Belshe a présenté la tarification comme une dépense opérationnelle : "Il y a un certain montant minimum mensuel que vous payez, similaire à ce qui a toujours été là. C'est un type de chose de quelques milliers de dollars par mois qui peut évoluer avec le volume," a-t-il déclaré. Les clients peuvent choisir une tarification variable par transaction ou une structure de frais fixes statiques avec des coûts par transaction plus bas.
La date limite de fin juin de MiCA rencontre un marché large et sous-licencié
Le problème de la structure du marché est le décalage entre le nombre d'entreprises existant sous des régimes d'enregistrement national plus légers et le nombre qui ont réussi à obtenir l'autorisation MiCA.
Les estimations de l'industrie ont cité plus de 3 000 entreprises de cryptographie enregistrées en Europe en 2024, y compris plus de 1 400 enregistrements en Pologne seulement. En revanche, le cabinet d'avocats Hogan Lovells a compté 194 CASP autorisés (y compris les institutions de crédit) en mai 2026 et s'attend à ce qu'environ 75 % de la population pré-MiCA perde son statut d'enregistrement à l'expiration des périodes de transition.
Cet écart crée une course à court terme pour une infrastructure réglementée. Si la baisse de 75 % se matérialise même partiellement, les gagnants immédiats seront probablement les fournisseurs de garde et de conformité capables d'absorber rapidement les flux, tandis que les petits front ends feront face à une pression de consolidation ou à des sorties forcées.
Ce que les traders doivent surveiller lors de la transition vers la MiCA
Le premier signal est la perturbation opérationnelle. À l'approche de la date limite de fin juin 2026, les traders doivent s'attendre à des annonces de suspensions de service, de géorepérage ou de désengagement des clients de la part des entreprises orientées vers l'UE qui ne parviennent pas à effectuer la transition à temps.
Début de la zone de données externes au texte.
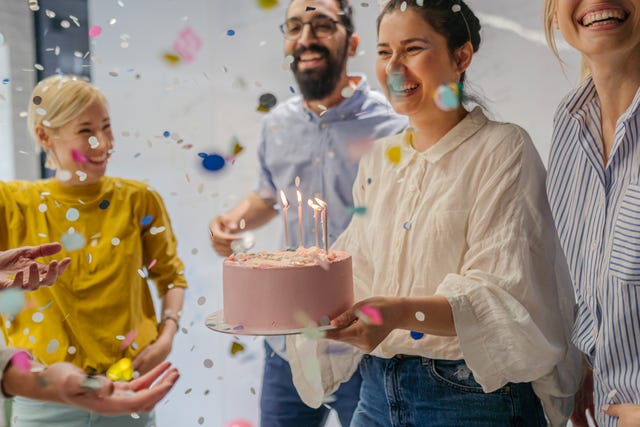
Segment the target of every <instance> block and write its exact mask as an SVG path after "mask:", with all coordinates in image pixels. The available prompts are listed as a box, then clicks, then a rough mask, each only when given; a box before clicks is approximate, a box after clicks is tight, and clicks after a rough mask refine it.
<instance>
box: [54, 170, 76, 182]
mask: <svg viewBox="0 0 640 427" xmlns="http://www.w3.org/2000/svg"><path fill="white" fill-rule="evenodd" d="M72 176H73V174H72V173H71V172H69V171H68V170H64V169H62V170H59V171H58V172H57V173H56V178H58V181H62V182H65V181H69V180H70V179H71V177H72Z"/></svg>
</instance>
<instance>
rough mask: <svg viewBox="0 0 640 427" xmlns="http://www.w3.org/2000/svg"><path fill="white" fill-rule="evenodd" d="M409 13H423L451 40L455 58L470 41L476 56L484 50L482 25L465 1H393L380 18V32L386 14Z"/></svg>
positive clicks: (423, 14) (427, 19) (435, 30)
mask: <svg viewBox="0 0 640 427" xmlns="http://www.w3.org/2000/svg"><path fill="white" fill-rule="evenodd" d="M403 5H404V6H403ZM405 8H406V9H405ZM408 9H411V10H413V11H415V12H417V13H419V14H420V16H421V17H422V19H423V20H424V21H425V22H427V23H429V25H431V26H432V27H433V29H434V30H435V31H436V32H437V33H438V34H440V35H442V36H443V37H444V38H445V39H446V40H447V47H448V48H449V53H450V54H451V55H453V53H454V52H455V51H456V49H458V48H459V47H460V46H462V45H463V44H465V43H466V42H467V41H470V42H471V46H473V52H474V53H475V52H477V51H478V49H479V48H480V21H479V20H478V18H477V17H476V15H475V14H474V13H473V12H472V11H471V9H469V6H467V4H466V3H465V2H464V1H462V0H390V1H389V2H388V3H387V4H386V6H385V7H384V9H382V12H380V15H378V20H377V32H378V33H380V22H381V21H382V18H384V16H385V15H386V14H388V13H390V12H392V11H394V10H408ZM463 81H464V73H463V74H462V76H461V77H460V82H461V83H462V82H463Z"/></svg>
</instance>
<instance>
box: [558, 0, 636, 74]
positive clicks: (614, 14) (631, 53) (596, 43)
mask: <svg viewBox="0 0 640 427" xmlns="http://www.w3.org/2000/svg"><path fill="white" fill-rule="evenodd" d="M555 3H556V5H555V6H556V7H555V14H554V17H555V21H556V23H557V26H558V28H559V29H560V31H561V32H562V35H563V37H564V38H565V40H566V41H567V42H568V43H569V44H571V45H572V46H573V47H575V48H576V49H578V50H579V51H580V52H582V53H583V54H584V56H585V59H586V60H587V61H588V62H592V61H598V60H603V61H610V60H611V59H612V57H611V55H623V56H621V58H624V57H625V56H629V55H638V54H639V52H640V22H639V21H640V10H639V9H640V0H617V1H615V0H614V1H602V0H556V2H555Z"/></svg>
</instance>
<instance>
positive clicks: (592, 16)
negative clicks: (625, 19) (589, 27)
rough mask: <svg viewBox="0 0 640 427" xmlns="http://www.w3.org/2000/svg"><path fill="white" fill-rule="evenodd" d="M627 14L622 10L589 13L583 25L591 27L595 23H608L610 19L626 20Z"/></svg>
mask: <svg viewBox="0 0 640 427" xmlns="http://www.w3.org/2000/svg"><path fill="white" fill-rule="evenodd" d="M624 18H625V13H624V11H622V10H620V9H612V10H598V11H596V12H591V13H587V14H586V15H585V16H584V18H582V25H584V26H589V25H591V24H593V23H594V22H600V21H606V20H608V19H616V20H619V21H622V20H624Z"/></svg>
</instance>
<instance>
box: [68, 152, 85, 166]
mask: <svg viewBox="0 0 640 427" xmlns="http://www.w3.org/2000/svg"><path fill="white" fill-rule="evenodd" d="M71 157H72V158H73V161H74V162H77V163H80V164H82V165H84V164H85V163H87V162H88V161H89V159H87V156H85V155H84V154H82V153H81V152H79V151H77V150H71Z"/></svg>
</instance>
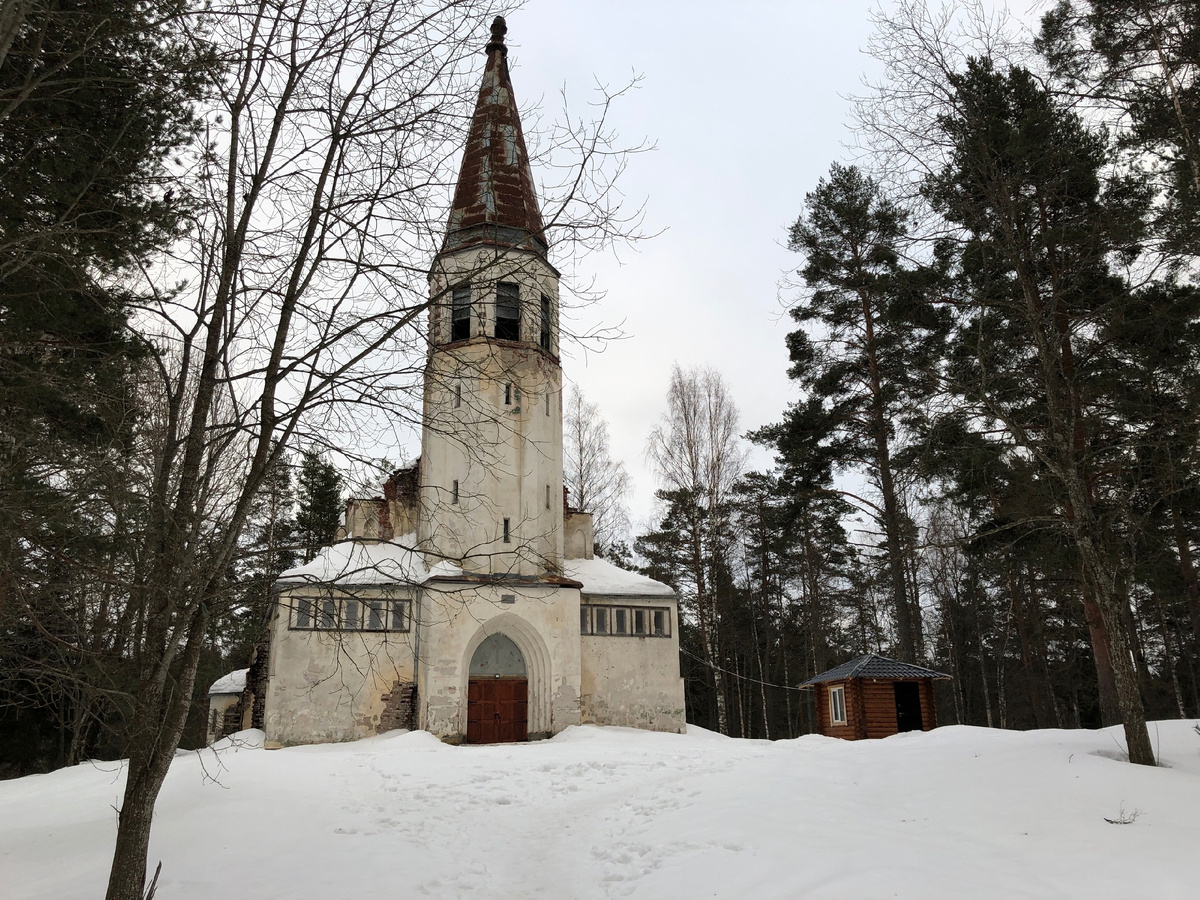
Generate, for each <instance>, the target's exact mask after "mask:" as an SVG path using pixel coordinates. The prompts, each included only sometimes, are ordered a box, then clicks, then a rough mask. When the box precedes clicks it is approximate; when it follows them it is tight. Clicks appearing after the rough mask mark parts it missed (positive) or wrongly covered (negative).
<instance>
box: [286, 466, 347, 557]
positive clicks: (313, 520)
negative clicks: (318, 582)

Le second est le nombre de CASP autorisés après la date limite. Le test en temps réel est de savoir si le chiffre de mai 2026 de 194 CASP autorisés augmente de manière significative après juin, et si la baisse de ~75 % des enregistrements se manifeste en pratique à mesure que les périodes de transition expirent.
Troisièmement, la clarté spécifique à BitGo est importante pour l'adoption. Les divulgations sur les catégories d'entreprises qui se qualifient comme "éligibles" et sur les juridictions de l'UE couvertes opérationnellement par la configuration autorisée par la BaFin de BitGo Europe détermineront l'ampleur de l'entonnoir.
Enfin, surveillez les preuves d'adoption concrètes : le nombre de clients, les actifs sous garde ou les volumes de transactions liés aux sous-comptes MiCA. Sans cela, le produit reste une proposition crédible mais non quantifiée.
La ruée vers la garde MiCA et les gagnants probables jusqu'en juillet
Je considère l'offre de BitGo comme un commerce de structure de marché par un fournisseur d'infrastructure réglementée, et non comme une poussée narrative. L'argument est la continuité : maintenir le front end en vie, déplacer l'architecture de garde et de compte dans un périmètre autorisé par la BaFin, et traiter la conformité comme une OPEX via un minimum de "quelques 1 000 $ par mois" plus le choix d'un plan tarifaire.
Le seuil qui compte est de savoir si la transition de fin juin produit des interruptions de service visibles et un écart mesurable entre la demande de garde réglementée et l'offre de CASP autorisés.
Si cet écart se manifeste par un désengagement public et un nombre de CASP en lente progression, la configuration commence à sembler structurelle plutôt que dictée par une narration, et les rails de garde avec une autorisation crédible deviennent le point de blocage qui décide qui conserve les flux de l'UE jusqu'en juillet.